Beckoning peremptorily to Blackwell, he started at a deliberate pace toward the door, but before he reached it, the staggering figure of the quarrelsome unknown overtook him and lurched drunkenly against him. Then Henderson felt a stunning blow in the face, and under its unexpected force he reeled back against the wall.
He was no longer in doubt. He had been beguiled here to be made the victim of what should appear an accidental encounter, and all that remained now was to sell his life at as punitive a rate as possible.
As he reached under his coat for the automatic pistol which was his sole remaining dependence, he caught in a sidewise glimpse the face of Sam Carlyle alias John Blackwell. It wore a sardonic smile and its lips opened like a trap to shout in a staccato abandonment of disguise. "Git him, boys! Git him!"
It was palpably enough a signal for which they had been waiting, like the pack-master's horn casting loose his hounds. Instantly the place burst into an eruption of confused and frenzied tumult. Henderson had a momentary sense of unshaven faces with lips drawn over wolfish fangs, of the pungent reek of gunpowder in his nostrils and, in his ears, the cracking of pistol reports—as yet sounding only in demonstration.
With a few steps more they would be swarming upon him, as a pack piles upon its defenseless quarry. But his own weapon spat doggedly, too, and for the brevity of an instant the rush wavered.
His assailants were crowding each other so hamperingly that the fusillade from the front was wild and, at first, ineffective. Those at the fore, cooled by a resolute reception and the sight of one of their number going down, with a snarl of pain, pressed forcibly back.
For the space of one quick breath, they afforded their victim a reprieve. He was groping, with his left hand outstretched, against the wall toward the nearby door, when he felt that arm grow numb and drop limp at his side. Through his left shoulder darted a sensation hardly recognized as pain.

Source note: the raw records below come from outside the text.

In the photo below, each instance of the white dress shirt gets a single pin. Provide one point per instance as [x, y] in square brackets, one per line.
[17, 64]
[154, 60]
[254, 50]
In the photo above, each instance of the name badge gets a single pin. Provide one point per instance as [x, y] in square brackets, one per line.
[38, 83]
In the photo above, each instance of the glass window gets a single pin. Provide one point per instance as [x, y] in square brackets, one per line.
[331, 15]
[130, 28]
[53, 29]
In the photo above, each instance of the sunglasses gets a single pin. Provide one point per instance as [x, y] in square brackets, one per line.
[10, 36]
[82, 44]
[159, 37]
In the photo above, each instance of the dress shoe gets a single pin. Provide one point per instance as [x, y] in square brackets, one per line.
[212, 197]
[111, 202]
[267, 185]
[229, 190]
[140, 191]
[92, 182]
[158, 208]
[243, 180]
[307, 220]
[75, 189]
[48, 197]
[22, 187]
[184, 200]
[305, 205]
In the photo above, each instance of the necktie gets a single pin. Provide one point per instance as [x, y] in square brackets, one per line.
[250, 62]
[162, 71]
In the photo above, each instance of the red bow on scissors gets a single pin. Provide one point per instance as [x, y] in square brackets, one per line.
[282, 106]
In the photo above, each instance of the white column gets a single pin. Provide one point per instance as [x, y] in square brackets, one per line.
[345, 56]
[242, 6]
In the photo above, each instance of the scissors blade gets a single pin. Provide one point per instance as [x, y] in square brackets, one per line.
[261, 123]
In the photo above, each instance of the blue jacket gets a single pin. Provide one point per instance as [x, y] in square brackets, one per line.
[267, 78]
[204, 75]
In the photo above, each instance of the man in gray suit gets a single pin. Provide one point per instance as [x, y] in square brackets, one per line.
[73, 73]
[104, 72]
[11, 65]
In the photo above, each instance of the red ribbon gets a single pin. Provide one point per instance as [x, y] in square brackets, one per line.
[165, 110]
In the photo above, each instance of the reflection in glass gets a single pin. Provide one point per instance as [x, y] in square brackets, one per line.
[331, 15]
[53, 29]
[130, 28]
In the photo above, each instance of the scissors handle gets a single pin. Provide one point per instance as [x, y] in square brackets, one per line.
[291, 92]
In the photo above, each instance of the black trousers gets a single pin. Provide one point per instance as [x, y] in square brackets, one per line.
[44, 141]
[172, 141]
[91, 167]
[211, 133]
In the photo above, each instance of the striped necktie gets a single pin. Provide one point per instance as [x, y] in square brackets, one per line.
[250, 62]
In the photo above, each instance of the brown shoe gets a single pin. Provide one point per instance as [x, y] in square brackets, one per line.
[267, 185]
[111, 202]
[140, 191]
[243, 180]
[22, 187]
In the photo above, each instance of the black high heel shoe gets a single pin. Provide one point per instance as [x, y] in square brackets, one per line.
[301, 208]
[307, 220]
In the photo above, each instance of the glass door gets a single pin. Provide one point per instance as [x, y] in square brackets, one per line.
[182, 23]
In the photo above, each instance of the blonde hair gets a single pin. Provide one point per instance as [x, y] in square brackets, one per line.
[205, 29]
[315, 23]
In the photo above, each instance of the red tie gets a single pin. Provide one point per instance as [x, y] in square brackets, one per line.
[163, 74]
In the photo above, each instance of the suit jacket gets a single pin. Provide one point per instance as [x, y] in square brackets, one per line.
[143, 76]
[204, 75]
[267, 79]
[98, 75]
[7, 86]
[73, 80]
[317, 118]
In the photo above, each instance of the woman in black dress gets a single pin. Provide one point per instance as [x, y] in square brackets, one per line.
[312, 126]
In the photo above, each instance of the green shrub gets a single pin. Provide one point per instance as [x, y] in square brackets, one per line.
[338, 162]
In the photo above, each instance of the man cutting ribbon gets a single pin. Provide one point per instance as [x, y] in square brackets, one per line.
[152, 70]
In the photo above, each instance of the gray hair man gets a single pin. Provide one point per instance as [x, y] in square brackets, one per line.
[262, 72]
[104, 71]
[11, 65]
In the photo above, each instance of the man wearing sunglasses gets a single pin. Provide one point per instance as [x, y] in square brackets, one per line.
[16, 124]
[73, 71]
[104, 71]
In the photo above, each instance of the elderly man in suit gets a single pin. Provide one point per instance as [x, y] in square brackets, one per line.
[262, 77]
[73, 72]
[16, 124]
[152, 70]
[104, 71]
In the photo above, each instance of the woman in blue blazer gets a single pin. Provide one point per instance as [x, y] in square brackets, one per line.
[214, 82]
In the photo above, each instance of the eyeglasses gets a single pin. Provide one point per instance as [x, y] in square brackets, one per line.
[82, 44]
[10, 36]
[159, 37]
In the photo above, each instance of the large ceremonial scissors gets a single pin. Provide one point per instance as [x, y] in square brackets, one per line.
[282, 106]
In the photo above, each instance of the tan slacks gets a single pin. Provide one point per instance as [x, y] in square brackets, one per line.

The two doors had not been closed. It was unnecessary. Before the victim should reach either he would be riddled, and even if he gained one he would fall before he could mount and ride away. Since they had him at their mercy they could afford to toy with him.
No one saw the figure that had materialized on the threshold to which all the backs of the yelping crowd were turned. It had come unannounced from the outer darkness. It stood for a moment looking on and in that moment understood the only thing necessary to comprehend: that the man who must be married to-night, was being prematurely assassinated.
From his shadow of concealment at the door, this volunteer in the conflict thrust forward his rifle. His lean jaws were set and his eyes were full of a cold and very deadly light. It was the ringing voice of his repeater that announced him as it launched into the place so swift and fatal a sequence of messages that, to those inside, it appeared that they were being raked by a squad's volley.